Load Testing Nagios XI - Problems w/ Large Service Count

mp4783 · Post by **mp4783** » Sun Feb 22, 2015 3:36 pm

I'll start with the question for those of you who don't want to read below:

What is the appropriate way to load test the Nagios XI server? By that I mean, how can I put a service check load on it that takes it to point where it can no longer handle any more (assume a checks that consume similar resources)?

My attempts to do my own load testing have resulted in problems on the server as detailed below.

I have been attempting to load test my Nagios XI server by creating a very large number of TCP check service checks on a single host. I did this by writing a script that created service check entries in an import file, using a previously configured service check definition created via the GUI. The script simply incremented the TCP port number checked an the TCP port named in the description for a fixed number of loops.

My initial run produced a file with 1000 checks for TCP ports 2 through 1001. This file was then placed into the /usr/local/nagios/etc/import directory using the appropriate filename for the host. I then executed the reconfigure_nagios.sh utility.

The utility churned away for a considerable amount of time. The Nagios monitoring processes were down for over 2 minutes and 45 seconds while it imported the 1000 new services. It finally finished, and the new configuration was in place. The Nagios server then hummed along with about 1300 service checks without any issues.

I then wanted to increase the number of service checks by 9000. So I reran my script and created service check definitions for TCP ports 1002 through 10003. I followed the same procedure as above. This time the import failed and the service configuration file for the host was removed from /usr/local/nagios/etc/services. However, the entries still appeared in the Nagios GUI and were still present in the database.

I attempted to delete them through the GUI, which accepted the request, applied the changes, and then returned control. The services were still in place in the GUI and database and no service configuration file was written out for the host, which is what I would expect because I deleted all of the host's services.

I then decided to use the nagiosql_delete_service.php utility with the '--config' option, to delete the approximately 9000 services on the host. The process almost 50 minutes to complete on a very lightly loaded server. It appears to be deleting services one at a time. A review of the MySQL log shows a repetitive (with applicable variation) series of statements. That said, upon finally completing the deletion and attempting to reconfigure Nagios, all of the service checks were still in place. I'm not sure if the absence of the service configuration file (removed during the failed import) is at the root of this. I would, in theory, be able to recreate it from the object.cache file.

I could go on and on through many permutations and attempts to fix this, but won't bore you with that. However, this brings up other questions, the first of which is:

Do the nagiosql_NNN_NNN.php utilities "reproduce" the actions one would take through the GUI and output them to a temporary file that is "run" against the Nagios XI server?

The reason I ask this is, when I examined the nagiosql.delete.service file for the deletion session above, I saw that it was being constantly recreated. I also saw that it contained what appeared to be an entire page from the GUI. I even took the file to my local workstation and opened it up in a browser.
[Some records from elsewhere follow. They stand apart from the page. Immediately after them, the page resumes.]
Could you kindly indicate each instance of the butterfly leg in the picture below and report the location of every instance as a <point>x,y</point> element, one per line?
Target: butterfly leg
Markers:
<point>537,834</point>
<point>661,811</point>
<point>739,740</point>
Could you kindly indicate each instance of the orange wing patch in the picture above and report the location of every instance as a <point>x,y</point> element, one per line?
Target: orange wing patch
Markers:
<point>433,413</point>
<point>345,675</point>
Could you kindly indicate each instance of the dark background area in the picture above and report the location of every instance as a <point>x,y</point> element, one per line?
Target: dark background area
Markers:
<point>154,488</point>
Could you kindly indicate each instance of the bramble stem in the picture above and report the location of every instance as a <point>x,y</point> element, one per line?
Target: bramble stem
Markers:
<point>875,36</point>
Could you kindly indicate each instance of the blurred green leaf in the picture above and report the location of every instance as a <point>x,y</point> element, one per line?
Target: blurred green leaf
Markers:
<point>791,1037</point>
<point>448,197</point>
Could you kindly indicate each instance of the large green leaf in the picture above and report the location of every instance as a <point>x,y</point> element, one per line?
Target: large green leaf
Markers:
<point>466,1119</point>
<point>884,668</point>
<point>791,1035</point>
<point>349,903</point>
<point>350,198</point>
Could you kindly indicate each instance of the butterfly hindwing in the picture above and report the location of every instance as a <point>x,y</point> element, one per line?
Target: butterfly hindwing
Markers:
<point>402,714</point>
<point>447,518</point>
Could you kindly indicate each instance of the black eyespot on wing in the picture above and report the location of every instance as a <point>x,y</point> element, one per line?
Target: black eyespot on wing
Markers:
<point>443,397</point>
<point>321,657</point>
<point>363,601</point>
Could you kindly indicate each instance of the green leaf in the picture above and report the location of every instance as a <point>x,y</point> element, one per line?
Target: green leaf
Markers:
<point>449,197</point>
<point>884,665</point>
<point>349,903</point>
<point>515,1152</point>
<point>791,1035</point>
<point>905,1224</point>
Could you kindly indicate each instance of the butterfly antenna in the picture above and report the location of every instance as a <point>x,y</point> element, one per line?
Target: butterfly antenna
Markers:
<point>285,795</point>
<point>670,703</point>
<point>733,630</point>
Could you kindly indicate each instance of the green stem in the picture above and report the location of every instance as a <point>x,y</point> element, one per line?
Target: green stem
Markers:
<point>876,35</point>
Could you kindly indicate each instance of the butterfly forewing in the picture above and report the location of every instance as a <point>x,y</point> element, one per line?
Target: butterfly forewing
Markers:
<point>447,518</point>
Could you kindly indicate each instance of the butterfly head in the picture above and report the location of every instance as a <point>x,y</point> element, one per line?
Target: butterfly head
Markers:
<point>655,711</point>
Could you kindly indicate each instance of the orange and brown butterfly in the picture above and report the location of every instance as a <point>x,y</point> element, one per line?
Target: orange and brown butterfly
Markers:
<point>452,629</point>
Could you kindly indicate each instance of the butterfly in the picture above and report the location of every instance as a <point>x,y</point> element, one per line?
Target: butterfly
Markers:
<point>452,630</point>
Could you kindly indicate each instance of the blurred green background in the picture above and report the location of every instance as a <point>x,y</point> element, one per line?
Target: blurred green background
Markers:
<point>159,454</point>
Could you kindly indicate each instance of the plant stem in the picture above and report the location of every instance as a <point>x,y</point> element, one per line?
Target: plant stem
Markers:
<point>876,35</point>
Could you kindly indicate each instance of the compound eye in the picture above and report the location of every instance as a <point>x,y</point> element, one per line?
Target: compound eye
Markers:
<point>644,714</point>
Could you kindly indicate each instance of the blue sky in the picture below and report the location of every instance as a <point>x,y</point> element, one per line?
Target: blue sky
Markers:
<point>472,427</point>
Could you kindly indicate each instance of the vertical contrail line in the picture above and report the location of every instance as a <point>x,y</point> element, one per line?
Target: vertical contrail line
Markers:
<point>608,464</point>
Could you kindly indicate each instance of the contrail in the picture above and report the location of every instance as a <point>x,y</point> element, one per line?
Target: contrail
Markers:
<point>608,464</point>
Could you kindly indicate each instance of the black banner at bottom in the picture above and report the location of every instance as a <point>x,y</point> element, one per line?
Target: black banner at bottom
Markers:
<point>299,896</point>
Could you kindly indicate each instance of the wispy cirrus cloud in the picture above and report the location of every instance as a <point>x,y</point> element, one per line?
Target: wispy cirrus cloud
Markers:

I will not presume to understand the mechanics of how these utilities are supposed to work with Nagios XI or the reasons why they operate as they do, but it seems a rather crude way of accomplishing these tasks. It almost feels like screen scraping.

I don't think I did anything not explicitly allowed in the Nagios XI documentation. What concerns me is Nagios' ability to handle large imports and deletions like this while still maintaining monitoring. As it stands, I may have to perform "surgery" on my Nagios XI server to restore it to full function.

mp4783 · Post by **mp4783** » Sun Feb 22, 2015 3:46 pm

I'll amend the previous post to say that I was able to roll back to the configuration with only 1000 TCP service checks, thus restoring the Nagios XI server to normal operation.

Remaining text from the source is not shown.